When Hitler became the leader of Germany, he mobilized criminal elements who beat up his enemies. They became a paramilitary organization, the “brown shirts” named after their all-brown uniforms. He took hoodlums, gave them a brown shirt with an armband sporting a swastika, taught them the Nazi salute, and handed them each a stick to beat others. Once he got absolute power no one controlled him. Hitler managed to erase millions of the Jews throughout Europe.
He began his destruction and World War II with a Blitzkrieg. Tanks, the Luftwaffe dropping bombs, foot soldiers, and the cavalry stormed into Poland, surprising the residents, from three directions the north, east, and south. World War II began September 1, 1939.
After the shock of what was happening to them subsided, the Poles formed resistance groups, home army units, and Partisans. They worked together to fight the demon. They covered back roads, the woods, and eventually roads within the city limits. They blew up trains and sabotaged factories manufacturing war machines for the German war efforts, worked wireless radios, and helped men and women escape the country and prisoners break out of the death camps before it was their time to enter the gas chamber.
When she read of the women who made a difference in World War II, the story of the Holocaust fascinated Lily O’Malley.
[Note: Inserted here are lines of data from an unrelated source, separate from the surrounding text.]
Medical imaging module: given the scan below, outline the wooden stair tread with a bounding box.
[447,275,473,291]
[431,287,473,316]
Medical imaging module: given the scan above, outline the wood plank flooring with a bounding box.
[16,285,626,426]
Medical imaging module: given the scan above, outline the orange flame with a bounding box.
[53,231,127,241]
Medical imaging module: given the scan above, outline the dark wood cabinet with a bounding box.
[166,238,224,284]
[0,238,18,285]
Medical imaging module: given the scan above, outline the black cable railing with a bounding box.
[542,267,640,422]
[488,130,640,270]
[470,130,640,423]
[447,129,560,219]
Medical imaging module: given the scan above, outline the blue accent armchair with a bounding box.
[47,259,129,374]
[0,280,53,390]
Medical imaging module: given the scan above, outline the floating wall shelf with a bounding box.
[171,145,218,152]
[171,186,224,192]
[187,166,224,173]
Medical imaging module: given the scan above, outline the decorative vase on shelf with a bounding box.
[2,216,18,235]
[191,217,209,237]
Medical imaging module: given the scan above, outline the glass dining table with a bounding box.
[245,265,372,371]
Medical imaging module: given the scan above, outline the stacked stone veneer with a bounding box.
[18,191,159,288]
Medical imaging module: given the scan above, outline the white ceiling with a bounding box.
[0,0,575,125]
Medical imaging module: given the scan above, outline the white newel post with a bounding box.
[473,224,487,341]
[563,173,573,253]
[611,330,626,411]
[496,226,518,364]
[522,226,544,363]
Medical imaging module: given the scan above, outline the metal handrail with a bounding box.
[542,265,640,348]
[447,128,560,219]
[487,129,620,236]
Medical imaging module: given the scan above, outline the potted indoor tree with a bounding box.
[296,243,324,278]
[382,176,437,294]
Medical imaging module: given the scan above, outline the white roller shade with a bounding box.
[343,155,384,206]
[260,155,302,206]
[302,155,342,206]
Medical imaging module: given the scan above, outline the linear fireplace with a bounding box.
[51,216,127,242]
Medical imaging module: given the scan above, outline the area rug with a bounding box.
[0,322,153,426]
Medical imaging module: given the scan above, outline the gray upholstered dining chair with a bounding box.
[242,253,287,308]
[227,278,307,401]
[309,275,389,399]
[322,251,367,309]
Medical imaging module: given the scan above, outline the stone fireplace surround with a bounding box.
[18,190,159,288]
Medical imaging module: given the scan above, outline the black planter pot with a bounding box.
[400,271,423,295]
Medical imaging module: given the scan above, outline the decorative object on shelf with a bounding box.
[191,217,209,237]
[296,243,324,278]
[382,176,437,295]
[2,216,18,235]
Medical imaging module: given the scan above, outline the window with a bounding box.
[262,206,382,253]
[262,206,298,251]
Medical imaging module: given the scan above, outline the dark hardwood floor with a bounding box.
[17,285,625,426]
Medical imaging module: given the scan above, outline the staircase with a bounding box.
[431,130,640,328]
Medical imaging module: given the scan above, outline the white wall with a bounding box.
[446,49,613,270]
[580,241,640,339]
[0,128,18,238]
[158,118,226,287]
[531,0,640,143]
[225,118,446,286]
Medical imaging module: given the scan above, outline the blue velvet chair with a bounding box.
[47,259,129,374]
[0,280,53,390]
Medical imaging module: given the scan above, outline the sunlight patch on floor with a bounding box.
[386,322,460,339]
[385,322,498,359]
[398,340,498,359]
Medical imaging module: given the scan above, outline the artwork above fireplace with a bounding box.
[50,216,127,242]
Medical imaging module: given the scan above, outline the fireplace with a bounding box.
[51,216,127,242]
Once she began to read the stories and diaries of the women, it was hard for her to not stop reading until she reached the last page.
The women fought like men. Some women became leading figures in the resistance. They trained in London, England, for eight months with the Special Operations Executive—SOE—and MI6. After their training, they parachuted back into Poland and other countries of their origins helping hundreds of Jews and enemy soldiers escape.
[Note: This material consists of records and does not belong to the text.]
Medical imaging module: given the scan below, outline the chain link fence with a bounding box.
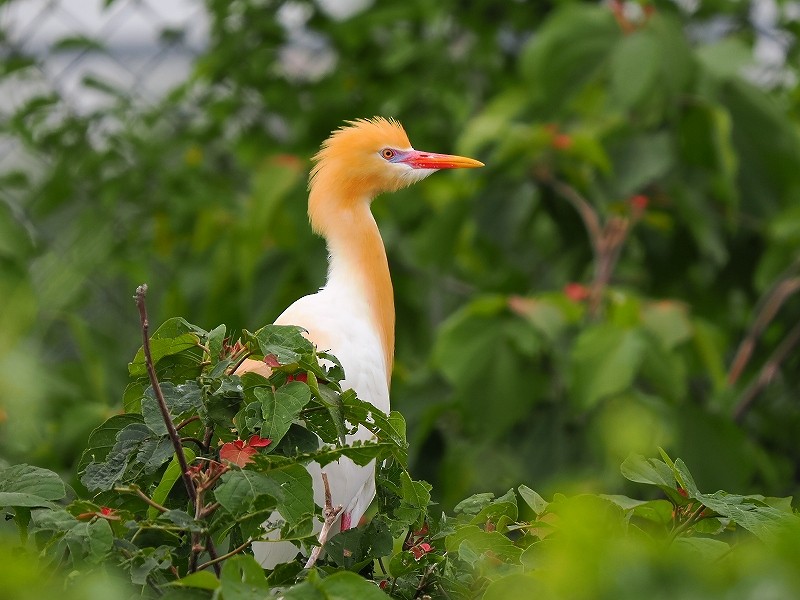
[0,0,209,171]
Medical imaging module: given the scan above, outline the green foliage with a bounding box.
[0,320,800,600]
[0,0,800,598]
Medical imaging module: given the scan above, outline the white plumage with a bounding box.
[238,118,482,568]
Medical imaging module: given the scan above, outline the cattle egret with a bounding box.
[238,117,483,568]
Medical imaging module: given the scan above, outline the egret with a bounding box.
[238,117,483,568]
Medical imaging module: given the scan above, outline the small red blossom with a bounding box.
[272,154,303,169]
[564,283,589,302]
[286,371,308,383]
[219,434,272,467]
[552,133,572,150]
[411,542,435,560]
[628,194,650,213]
[264,354,281,369]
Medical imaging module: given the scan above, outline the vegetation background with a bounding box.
[0,0,800,596]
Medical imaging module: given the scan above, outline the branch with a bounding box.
[728,277,800,385]
[733,323,800,422]
[134,283,197,502]
[305,472,342,569]
[114,486,169,512]
[175,415,200,431]
[546,177,603,258]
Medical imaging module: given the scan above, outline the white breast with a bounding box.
[253,285,389,568]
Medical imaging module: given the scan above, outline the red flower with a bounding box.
[564,283,589,302]
[264,354,281,369]
[411,542,435,560]
[219,434,272,467]
[553,133,572,150]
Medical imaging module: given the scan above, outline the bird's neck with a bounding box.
[309,189,395,381]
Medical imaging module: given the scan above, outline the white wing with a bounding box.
[248,288,389,569]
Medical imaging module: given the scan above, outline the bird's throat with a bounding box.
[309,190,395,382]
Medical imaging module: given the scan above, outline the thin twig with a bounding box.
[201,533,225,577]
[197,540,253,571]
[134,283,197,502]
[305,472,342,569]
[543,176,639,317]
[733,323,800,422]
[546,178,603,258]
[175,415,200,431]
[181,436,208,452]
[114,486,169,512]
[728,277,800,385]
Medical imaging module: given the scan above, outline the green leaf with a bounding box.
[128,317,205,377]
[570,323,646,409]
[445,525,522,564]
[167,571,222,590]
[50,35,105,52]
[325,519,392,569]
[517,485,548,515]
[673,537,731,564]
[243,325,314,365]
[220,555,270,600]
[610,29,662,110]
[81,423,173,490]
[520,4,622,112]
[214,454,315,524]
[0,464,67,507]
[620,454,675,488]
[260,381,311,444]
[282,571,386,600]
[147,448,195,519]
[482,573,552,600]
[453,492,494,515]
[141,381,203,435]
[78,414,144,473]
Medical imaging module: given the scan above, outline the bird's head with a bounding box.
[309,117,483,202]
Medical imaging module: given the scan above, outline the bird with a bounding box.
[237,117,484,568]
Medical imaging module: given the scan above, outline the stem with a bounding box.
[114,486,169,512]
[669,504,706,543]
[175,415,200,431]
[547,178,603,258]
[305,472,342,569]
[544,176,635,317]
[200,533,224,577]
[181,437,208,452]
[197,540,253,571]
[728,277,800,385]
[733,323,800,422]
[134,283,197,502]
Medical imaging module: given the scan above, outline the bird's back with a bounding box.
[253,287,389,568]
Women, because they were considered the weaker sex, were able to run circles around the Gestapo. The secret police employing underhanded and terrorist methods in the Nazi regime. Some of these women even topped the Gestapo’s most-wanted list. Although a few were captured and severely tortured, when caught by the German SS, the men who wore black uniforms and were in charge of intelligence and espionage, they never gave up their fellow resistance workers. A couple of the women sentenced to death managed to evade execution by bribing a guard.
During the war, leaves turned the glorious colors of red, yellow, and orange in the warm fall and crunched under foot when they fell from the trees. Then a foggy humid period morphing into a snowy winter came. Soon shortages of wood and food followed. The enemy and allies huddled in front of fires and made the best of what they had. After a few months, a warm and sunny spring and summer arrived. Green leaves filled the tree branches. Birds mated, raising their young in their nests. Bees hovered over flowers and butterflies flitted through the gardens.
The season’s progressed year after year. The war waged on. The Germans trampled over Poland and through Europe leaving a wake of destruction and death in their path. The gruesome scenes would never be forgotten.